Un juge des enfants a ordonné le placement à l’aide sociale à l’enfance de trois enfants.
Dans un arrêt du 16 février 2018, la cour d’appel de Paris a accordé à chacun des parents un droit de visite médiatisé qui s’exercera sous le contrôle du service gardien, sauf à en référer au juge en cas de difficultés.

La Cour de cassation casse l’arrêt sur ce point le 15 janvier 2020. Elle considère qu’au visa de la combinaison de l’alinéa 4 de l’article 375-7 du code civil et de l’article 1199-3 du code de procédure civile, il incombait au juge de définir la périodicité du droit de visite accordé, ou de s’en remettre, sous son contrôle, à une détermination conjointe des conditions d’exercice de ce droit entre les parents et le service à qui les enfants étaient confiés.
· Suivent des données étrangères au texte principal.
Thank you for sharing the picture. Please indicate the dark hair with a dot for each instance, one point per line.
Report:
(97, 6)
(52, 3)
En effet, les textes susmentionnés disposent que "lorsque le juge des enfants décide que le droit de visite du ou des parents de l’enfant confié à une personne ou un établissement ne peut être exercé qu’en présence d’un tiers, il en fixe la fréquence dans sa décision, sauf à ce que, sous son contrôle, les conditions d’exercice de ce droit soient laissées à une détermination conjointe entre le ou les parents et la personne, le service ou l’établissement à qui l’enfant est confié".